Opened 15 years ago
Closed 15 years ago
Last modified 15 years ago
#5890 closed patch (fixed)
libmythsoundtouch: SIMD optimisation patch
Reported by: | Owned by: | Janne Grunau | |
---|---|---|---|
Priority: | minor | Milestone: | 0.22 |
Component: | mythtv | Version: | head |
Severity: | medium | Keywords: | soundtouch SIMD |
Cc: | mark@…, Rob Smith | Ticket locked: | no |
Description
The MMX optimised routines in libmythsoundtouch appear to be disabled since ALLOW_MMX is never defined. Also, the MMX routines were explicitly disabled for x86_64 since they give garbled output on that arch. This patch:
- Defines ALLOW_MMX in soundtouch if (arch == x86 && defined(MMX))
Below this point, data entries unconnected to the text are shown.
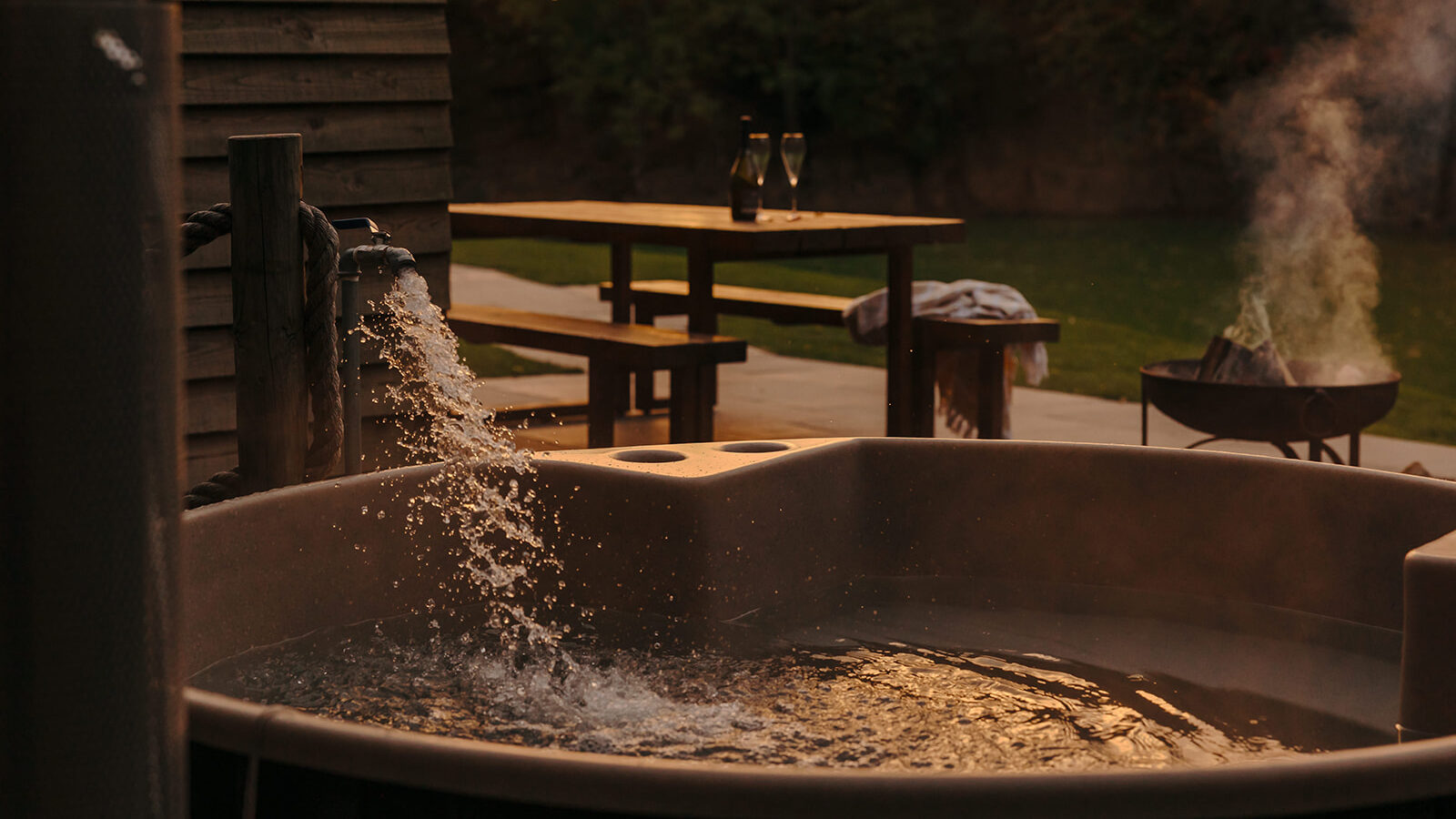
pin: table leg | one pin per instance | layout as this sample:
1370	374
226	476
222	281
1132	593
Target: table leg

- Adds integer SSE2 routines for x86_64
This results in a huge speed increase - enough to make 1.2x possible with 1080i mpeg2 and 6ch AC-3 audio on a 2.2Ghz amd64 with cycles to spare.
Tested on x86_64 only. Patch applies against fixes and trunk.
Attachments (5)
Change History (26)
Changed 15 years ago by
Attachment: | soundtouch.patch added |
---|
comment:2 follow-up: 3 Changed 15 years ago by
Replying to jppoet@gmail.com:
I did notice, however, that it causes DD5.1 to fall back to DD2.0.
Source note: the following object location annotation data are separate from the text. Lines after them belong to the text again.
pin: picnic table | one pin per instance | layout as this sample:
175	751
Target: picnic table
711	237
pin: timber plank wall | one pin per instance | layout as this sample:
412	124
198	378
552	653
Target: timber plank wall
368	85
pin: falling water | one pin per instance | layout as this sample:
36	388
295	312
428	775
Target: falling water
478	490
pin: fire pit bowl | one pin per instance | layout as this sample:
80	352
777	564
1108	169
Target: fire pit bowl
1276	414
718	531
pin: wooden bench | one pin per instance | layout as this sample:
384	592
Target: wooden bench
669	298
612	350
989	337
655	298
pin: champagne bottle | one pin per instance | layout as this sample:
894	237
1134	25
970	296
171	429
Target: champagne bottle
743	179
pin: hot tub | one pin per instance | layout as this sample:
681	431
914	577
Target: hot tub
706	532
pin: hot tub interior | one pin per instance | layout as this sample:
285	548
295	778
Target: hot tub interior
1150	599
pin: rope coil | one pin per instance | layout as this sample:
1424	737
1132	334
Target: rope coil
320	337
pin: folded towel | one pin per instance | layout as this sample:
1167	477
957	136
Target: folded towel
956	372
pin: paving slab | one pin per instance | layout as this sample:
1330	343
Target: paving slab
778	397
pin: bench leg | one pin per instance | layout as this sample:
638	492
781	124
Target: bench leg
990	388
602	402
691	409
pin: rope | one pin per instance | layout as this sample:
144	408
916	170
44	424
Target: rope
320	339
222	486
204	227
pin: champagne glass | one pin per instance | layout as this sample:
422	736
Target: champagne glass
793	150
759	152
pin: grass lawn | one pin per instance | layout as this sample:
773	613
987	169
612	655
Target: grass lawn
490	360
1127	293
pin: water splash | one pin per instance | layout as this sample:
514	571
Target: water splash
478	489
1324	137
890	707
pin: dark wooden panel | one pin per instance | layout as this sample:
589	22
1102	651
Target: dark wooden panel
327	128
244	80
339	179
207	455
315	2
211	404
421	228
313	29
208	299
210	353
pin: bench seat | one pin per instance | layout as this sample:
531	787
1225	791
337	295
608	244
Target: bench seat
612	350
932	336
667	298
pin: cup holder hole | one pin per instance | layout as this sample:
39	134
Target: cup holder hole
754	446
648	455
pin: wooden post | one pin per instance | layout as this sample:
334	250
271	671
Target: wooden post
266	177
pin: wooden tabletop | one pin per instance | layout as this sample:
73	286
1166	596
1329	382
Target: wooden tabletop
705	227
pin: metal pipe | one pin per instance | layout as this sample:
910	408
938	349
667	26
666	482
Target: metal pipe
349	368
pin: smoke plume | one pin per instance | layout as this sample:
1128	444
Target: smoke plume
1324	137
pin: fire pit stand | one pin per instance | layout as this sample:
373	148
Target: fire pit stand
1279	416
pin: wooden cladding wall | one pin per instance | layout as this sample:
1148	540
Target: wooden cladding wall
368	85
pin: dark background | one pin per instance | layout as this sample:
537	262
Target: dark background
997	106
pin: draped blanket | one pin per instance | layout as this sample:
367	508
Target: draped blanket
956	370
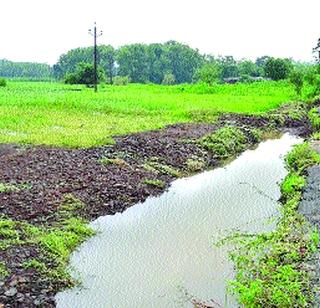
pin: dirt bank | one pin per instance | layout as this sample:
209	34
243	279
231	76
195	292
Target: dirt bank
106	179
310	208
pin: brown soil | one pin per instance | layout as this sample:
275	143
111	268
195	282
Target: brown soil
51	173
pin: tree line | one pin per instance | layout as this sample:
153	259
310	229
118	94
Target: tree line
27	70
168	63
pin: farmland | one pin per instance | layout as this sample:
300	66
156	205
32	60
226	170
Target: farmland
74	116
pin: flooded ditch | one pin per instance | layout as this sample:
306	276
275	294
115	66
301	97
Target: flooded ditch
157	251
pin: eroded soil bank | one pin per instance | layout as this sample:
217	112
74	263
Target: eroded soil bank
106	180
309	207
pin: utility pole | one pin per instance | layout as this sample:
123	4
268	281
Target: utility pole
95	54
317	49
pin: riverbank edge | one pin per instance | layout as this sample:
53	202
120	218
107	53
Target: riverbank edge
282	268
33	264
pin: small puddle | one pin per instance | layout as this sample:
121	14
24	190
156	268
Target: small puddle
155	252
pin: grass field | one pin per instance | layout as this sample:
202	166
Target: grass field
75	116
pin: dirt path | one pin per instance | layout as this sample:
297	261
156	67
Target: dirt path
106	179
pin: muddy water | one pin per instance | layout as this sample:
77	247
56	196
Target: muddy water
155	252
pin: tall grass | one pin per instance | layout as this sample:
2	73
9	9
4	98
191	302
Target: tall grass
74	116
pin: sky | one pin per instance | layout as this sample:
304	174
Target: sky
42	30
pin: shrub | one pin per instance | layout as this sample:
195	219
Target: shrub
121	80
296	78
168	79
3	82
225	142
277	69
209	73
84	74
301	157
314	117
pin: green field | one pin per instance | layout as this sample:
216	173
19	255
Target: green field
75	116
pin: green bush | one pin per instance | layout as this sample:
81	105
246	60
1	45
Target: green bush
121	80
291	184
84	74
277	69
169	79
209	73
3	82
296	78
225	142
301	157
314	117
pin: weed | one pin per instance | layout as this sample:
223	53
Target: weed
3	270
195	164
314	117
156	167
269	271
301	157
156	183
113	161
225	142
6	188
35	264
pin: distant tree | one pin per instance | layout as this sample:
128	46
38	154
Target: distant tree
84	74
278	69
248	68
133	62
68	62
168	79
3	82
157	63
25	70
182	61
121	80
209	73
296	78
229	67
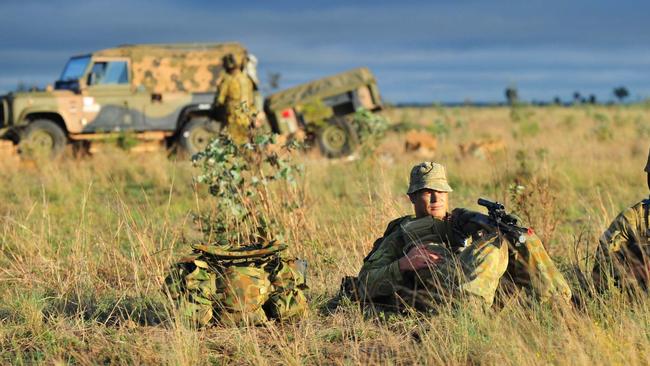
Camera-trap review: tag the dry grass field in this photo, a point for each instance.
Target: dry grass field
(85, 245)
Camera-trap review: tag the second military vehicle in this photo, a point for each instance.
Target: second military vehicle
(323, 109)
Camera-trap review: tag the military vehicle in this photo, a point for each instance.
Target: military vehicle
(323, 109)
(160, 91)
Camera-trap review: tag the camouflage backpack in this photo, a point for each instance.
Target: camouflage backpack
(238, 285)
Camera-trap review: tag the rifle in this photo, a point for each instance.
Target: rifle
(504, 222)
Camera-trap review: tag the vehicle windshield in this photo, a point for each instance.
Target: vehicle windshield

The patch doesn't cause this, timestretching 6 ch AC-3 has always given you 2 (reencoded) channels.
However, this patch will be followed by another that addresses this issue amongst a bunch of other things. Just tidying it up.
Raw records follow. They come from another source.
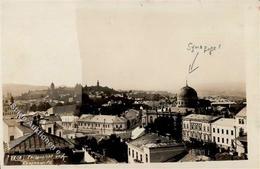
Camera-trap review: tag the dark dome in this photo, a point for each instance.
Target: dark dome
(187, 93)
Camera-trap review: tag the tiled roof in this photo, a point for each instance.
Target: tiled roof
(102, 119)
(131, 114)
(152, 140)
(201, 117)
(229, 122)
(32, 142)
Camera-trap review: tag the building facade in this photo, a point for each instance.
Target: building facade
(224, 132)
(102, 124)
(198, 127)
(153, 148)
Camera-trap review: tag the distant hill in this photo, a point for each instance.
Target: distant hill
(18, 89)
(235, 90)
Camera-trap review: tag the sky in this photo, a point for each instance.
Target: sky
(123, 45)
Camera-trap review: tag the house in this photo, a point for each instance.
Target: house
(102, 124)
(241, 122)
(133, 118)
(13, 129)
(65, 109)
(198, 127)
(69, 122)
(240, 145)
(224, 132)
(154, 148)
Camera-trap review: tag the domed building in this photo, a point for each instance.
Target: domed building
(187, 97)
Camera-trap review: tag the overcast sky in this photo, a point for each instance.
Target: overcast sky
(123, 45)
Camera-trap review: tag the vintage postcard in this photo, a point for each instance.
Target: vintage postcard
(130, 83)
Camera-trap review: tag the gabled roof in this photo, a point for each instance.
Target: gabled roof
(102, 119)
(33, 142)
(227, 122)
(201, 117)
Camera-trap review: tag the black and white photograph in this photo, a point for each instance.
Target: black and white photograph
(125, 82)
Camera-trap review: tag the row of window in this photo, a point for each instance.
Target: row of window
(197, 135)
(222, 131)
(222, 140)
(241, 121)
(135, 155)
(196, 127)
(98, 125)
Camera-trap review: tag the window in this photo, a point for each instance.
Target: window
(11, 138)
(49, 129)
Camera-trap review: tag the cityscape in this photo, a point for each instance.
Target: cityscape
(126, 82)
(97, 124)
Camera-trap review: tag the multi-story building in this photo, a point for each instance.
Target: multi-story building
(198, 127)
(241, 122)
(224, 132)
(153, 148)
(69, 122)
(102, 124)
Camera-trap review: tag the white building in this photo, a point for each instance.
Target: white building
(197, 126)
(241, 122)
(101, 124)
(13, 129)
(69, 122)
(153, 148)
(224, 132)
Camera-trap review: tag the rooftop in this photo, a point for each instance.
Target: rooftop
(242, 113)
(152, 140)
(102, 119)
(201, 117)
(36, 143)
(228, 122)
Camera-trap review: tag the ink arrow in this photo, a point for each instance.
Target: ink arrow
(191, 69)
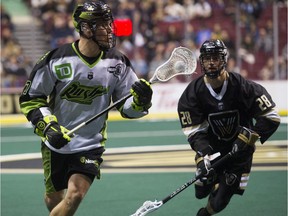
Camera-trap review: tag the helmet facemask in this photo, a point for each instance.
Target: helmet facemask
(102, 33)
(94, 20)
(213, 58)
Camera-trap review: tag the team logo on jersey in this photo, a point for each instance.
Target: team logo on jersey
(90, 75)
(63, 71)
(224, 124)
(116, 70)
(78, 93)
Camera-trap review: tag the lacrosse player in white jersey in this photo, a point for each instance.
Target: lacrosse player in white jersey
(69, 85)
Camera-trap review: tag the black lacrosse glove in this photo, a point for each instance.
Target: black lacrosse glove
(245, 141)
(49, 129)
(203, 166)
(142, 95)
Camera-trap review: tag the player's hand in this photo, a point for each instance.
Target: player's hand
(55, 134)
(245, 141)
(142, 94)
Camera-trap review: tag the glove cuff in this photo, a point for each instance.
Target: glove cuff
(44, 124)
(198, 159)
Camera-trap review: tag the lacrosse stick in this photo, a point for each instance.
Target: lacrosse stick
(150, 206)
(181, 62)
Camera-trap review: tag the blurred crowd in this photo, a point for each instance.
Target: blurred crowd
(14, 66)
(158, 27)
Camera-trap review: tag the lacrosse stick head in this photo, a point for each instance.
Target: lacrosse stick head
(181, 62)
(147, 207)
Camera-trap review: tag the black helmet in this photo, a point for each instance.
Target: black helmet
(94, 14)
(213, 47)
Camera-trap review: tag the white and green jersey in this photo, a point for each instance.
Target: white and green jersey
(63, 84)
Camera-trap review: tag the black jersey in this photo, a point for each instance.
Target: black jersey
(217, 115)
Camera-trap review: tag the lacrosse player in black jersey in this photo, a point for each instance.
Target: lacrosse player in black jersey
(68, 86)
(221, 112)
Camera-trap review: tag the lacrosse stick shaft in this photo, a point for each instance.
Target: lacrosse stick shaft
(185, 58)
(192, 181)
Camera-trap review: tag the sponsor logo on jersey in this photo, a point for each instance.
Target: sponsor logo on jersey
(78, 93)
(224, 124)
(90, 75)
(116, 70)
(85, 160)
(63, 71)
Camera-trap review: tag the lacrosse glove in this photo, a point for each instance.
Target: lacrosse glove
(142, 95)
(203, 166)
(245, 141)
(49, 129)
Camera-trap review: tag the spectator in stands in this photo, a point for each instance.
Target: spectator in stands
(264, 43)
(190, 9)
(173, 11)
(203, 9)
(267, 72)
(140, 65)
(203, 34)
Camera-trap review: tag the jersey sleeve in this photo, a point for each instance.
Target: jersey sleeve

comment:3 follow-up: 4 Changed 15 years ago by
Replying to foobum@gmail.com:
Replying to jppoet@gmail.com:
I did notice, however, that it causes DD5.1 to fall back to DD2.0.
The patch doesn't cause this, timestretching 6 ch AC-3 has always given you 2 (reencoded) channels.
Actually, Mark Spieth added DD5.1 support 9 months ago in ticket #1104
However, this patch will be followed by another that addresses this issue amongst a bunch of other things. Just tidying it up.
Cool Thanks for your efforts.
comment:4 Changed 15 years ago by
Replying to jppoet@gmail.com:
Actually, Mark Spieth added DD5.1 support 9 months ago in ticket #1104
Yep, but it downmixed DD5.1 to DD2.0 once timestretch was on. This is fixed in the next patch. Glad it's been useful to you.
comment:5 Changed 15 years ago by
Cc: | Rob Smith added |
---|
comment:6 follow-up: 7 Changed 15 years ago by
Milestone: | unknown → 0.22 |
---|---|
Owner: | changed from Isaac Richards to Janne Grunau |
Status: | new → assigned |
how is the SSE asm related to sse_optimized.cpp in upstream soundtouch?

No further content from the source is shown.